Currently I am applying for job of an IT professional as a fresher.So I wanted to know if I can take my sports activities(I have played basketball at state level) as my strengths as I don't know how that'll be helpful for job I'm applying for. Moreover I wanted to know what are the counter questions I should be prepared for.
I do believe that mentioning your participation in basketball may be beneficial to your application, this would be dependent on the position you're applying for, the company culture and the interviewer(s)' biases.
If you're applying for a position where you'd be functioning as part of a team, having played basketball (especially at a state level) would indicate that you're able to work, co-ordinate and function as part of a team.
Playing a competitive sport also indicates that you've got a go-getter attitude, would give the impression that you're not lazy and also that you lead an active and healthy lifestyle (people tend to associate sportsmen / women with physically healthy traits).
In terms of counter questions, you can expect something along the lines of:
- How did you handle any losses?
- Which position did you play?
- Did you ever get into a physical altercation whilst playing?
- Why did you stop playing?
The list could go on, but in all likeliness the interviewer(s) may not pay too much attention further than noting down that you'd played a sport.
I wanted to know what are the counter questions I should be prepared for.
If they ask you your strengths and you say something like "I have played basketball at state level", there are some obvious questions that could come up:
- What about basketball qualifies you to be an IT professional?
- How do you see your strength in basketball being an asset as an IT fresher?
- Do you have any strengths directly related to IT?
- Basketball is very physical, where this IT position is not. How will you deal with that?
Be prepared to show a direct connection between whatever you learned playing basketball and whatever you imagine you'll need to do in IT.
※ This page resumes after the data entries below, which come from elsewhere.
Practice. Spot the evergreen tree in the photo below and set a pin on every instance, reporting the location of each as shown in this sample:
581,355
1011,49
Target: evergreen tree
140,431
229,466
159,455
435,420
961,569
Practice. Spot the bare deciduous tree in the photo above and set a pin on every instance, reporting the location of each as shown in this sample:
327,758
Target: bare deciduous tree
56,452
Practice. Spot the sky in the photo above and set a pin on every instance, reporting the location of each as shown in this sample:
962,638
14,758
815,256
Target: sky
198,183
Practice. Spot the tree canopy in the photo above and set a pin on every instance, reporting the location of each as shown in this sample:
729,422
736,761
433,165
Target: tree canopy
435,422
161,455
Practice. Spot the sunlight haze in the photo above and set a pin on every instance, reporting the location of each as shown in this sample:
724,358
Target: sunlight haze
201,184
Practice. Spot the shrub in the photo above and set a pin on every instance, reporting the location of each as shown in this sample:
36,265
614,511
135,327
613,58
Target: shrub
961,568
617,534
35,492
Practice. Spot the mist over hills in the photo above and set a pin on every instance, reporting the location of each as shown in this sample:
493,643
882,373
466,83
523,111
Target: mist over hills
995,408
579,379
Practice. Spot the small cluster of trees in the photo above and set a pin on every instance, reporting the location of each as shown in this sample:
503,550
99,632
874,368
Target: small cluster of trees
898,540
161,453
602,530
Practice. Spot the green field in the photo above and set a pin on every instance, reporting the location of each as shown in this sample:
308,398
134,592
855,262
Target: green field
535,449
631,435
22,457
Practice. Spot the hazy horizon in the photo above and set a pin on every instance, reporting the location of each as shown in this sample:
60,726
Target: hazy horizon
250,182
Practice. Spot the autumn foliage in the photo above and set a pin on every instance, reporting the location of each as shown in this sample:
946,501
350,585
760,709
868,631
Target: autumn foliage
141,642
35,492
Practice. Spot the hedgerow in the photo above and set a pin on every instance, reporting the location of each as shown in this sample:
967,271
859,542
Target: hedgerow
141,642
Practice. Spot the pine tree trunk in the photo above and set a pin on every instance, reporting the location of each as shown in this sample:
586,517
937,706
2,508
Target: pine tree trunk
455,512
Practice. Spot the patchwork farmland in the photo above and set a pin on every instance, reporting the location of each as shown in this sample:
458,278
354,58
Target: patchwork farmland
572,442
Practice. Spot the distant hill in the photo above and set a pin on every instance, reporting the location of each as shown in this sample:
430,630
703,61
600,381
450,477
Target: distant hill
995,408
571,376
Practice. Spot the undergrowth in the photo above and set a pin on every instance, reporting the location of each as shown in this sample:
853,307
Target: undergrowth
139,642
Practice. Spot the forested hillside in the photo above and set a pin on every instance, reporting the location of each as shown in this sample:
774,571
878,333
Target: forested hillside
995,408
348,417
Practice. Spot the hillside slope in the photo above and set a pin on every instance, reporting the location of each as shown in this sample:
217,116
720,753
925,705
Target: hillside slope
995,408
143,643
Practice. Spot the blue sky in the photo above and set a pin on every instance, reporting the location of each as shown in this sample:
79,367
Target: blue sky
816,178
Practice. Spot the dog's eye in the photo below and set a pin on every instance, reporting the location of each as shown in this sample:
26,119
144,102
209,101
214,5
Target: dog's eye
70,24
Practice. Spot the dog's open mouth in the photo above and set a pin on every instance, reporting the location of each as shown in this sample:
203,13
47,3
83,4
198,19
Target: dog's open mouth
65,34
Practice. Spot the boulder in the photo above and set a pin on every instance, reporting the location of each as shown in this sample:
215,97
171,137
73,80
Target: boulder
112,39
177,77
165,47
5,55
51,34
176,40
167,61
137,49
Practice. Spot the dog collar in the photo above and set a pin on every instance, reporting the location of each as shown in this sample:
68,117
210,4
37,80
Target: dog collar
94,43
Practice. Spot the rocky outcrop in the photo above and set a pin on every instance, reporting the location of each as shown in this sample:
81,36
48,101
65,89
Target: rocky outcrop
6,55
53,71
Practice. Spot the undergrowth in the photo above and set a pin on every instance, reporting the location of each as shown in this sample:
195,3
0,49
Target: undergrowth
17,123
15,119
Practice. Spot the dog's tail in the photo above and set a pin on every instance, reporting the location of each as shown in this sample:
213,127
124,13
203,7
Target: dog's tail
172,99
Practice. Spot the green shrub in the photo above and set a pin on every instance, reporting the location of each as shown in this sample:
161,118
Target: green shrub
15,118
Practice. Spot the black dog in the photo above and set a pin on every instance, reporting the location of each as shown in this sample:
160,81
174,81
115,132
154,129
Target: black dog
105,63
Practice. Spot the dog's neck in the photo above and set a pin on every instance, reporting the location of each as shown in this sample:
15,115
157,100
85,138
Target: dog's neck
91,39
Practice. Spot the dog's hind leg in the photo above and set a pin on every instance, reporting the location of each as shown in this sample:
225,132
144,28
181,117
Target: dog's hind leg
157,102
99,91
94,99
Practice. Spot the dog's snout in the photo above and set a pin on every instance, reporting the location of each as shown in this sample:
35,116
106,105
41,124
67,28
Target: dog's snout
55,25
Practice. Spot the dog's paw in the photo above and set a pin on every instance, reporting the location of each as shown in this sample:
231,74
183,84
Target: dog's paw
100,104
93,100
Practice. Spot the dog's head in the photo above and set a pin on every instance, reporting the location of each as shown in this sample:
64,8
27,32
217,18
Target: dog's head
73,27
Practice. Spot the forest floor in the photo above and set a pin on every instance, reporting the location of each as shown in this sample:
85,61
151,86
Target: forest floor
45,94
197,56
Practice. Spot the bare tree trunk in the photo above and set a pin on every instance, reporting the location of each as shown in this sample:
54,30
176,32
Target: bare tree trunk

Frankly, I think there is at best a very weak connection. But if you choose to go this route, make sure you can clearly articulate the connection and why it makes you more qualified for this IT position over those who didn't play basketball.
And hopefully basketball isn't the only strength you mention, nor the most important.
Most definitely, yes. I mention my sport(I do martial arts and compete at highest amateur level) in interviews for two reasons: first, competing in any sport at elite, senior level shows you are committed to goals, you are efficient with your time and you are, well, a winner. Plus, soft skills - as mentioned in a comment here - would be a positive point at least in team sports.
If you plan on competing during your potentially new job, it's also important to mention depending on the sport. I straight up asked if they had a problem with me turning up Monday morning with a black eye. Not that it'll happen every Monday morning, but as I compete on weekends, it is a possibility(albeit surprisingly small, compared to what people think about martial arts). This is to eliminate any surprises from either side. With basketball, the probability of getting hurt - i am guessing - is quite smaller, but still a higher risk than if they hired a couch potato whose physical activity is non-existent, right?
IT/Software is in my mind 80% mentality: If you aren't persistent and keep going, you are not going to do well in the IT/Software industry. Having a competitive mindset from sports would be a plus if I were to hire someone.
So TL;DR: It's good for two reasons. 1.) Showcasing your commitment and soft skills. And 2.) Managing expectations if you choose to do the sport while working.
"Being good at basketball" is highly unlikely to be perceived as a strength that they are interested in. Instead, it shows that you are a well-rounded individual, and it can provide evidence of more relevant strengths.
I work in IT, and have found that interviews often start with a question such as "Tell us about yourself". This is an ideal opportunity to mention the basketball, provided that it is not the only thing you talk about - you need to make sure that your interest in IT takes centre stage.
The relevant strengths might include team work, dealing with pressure, and determination. If you get a direct question on any of these topics, you can refer to your basketball experience as evidence. If you get asked what your strengths are, then you can pick one of these, again based on your basketball experience. Try to use a range of examples over the course of the interview though - if you only talk about basketball then you start to look a bit one-dimensional.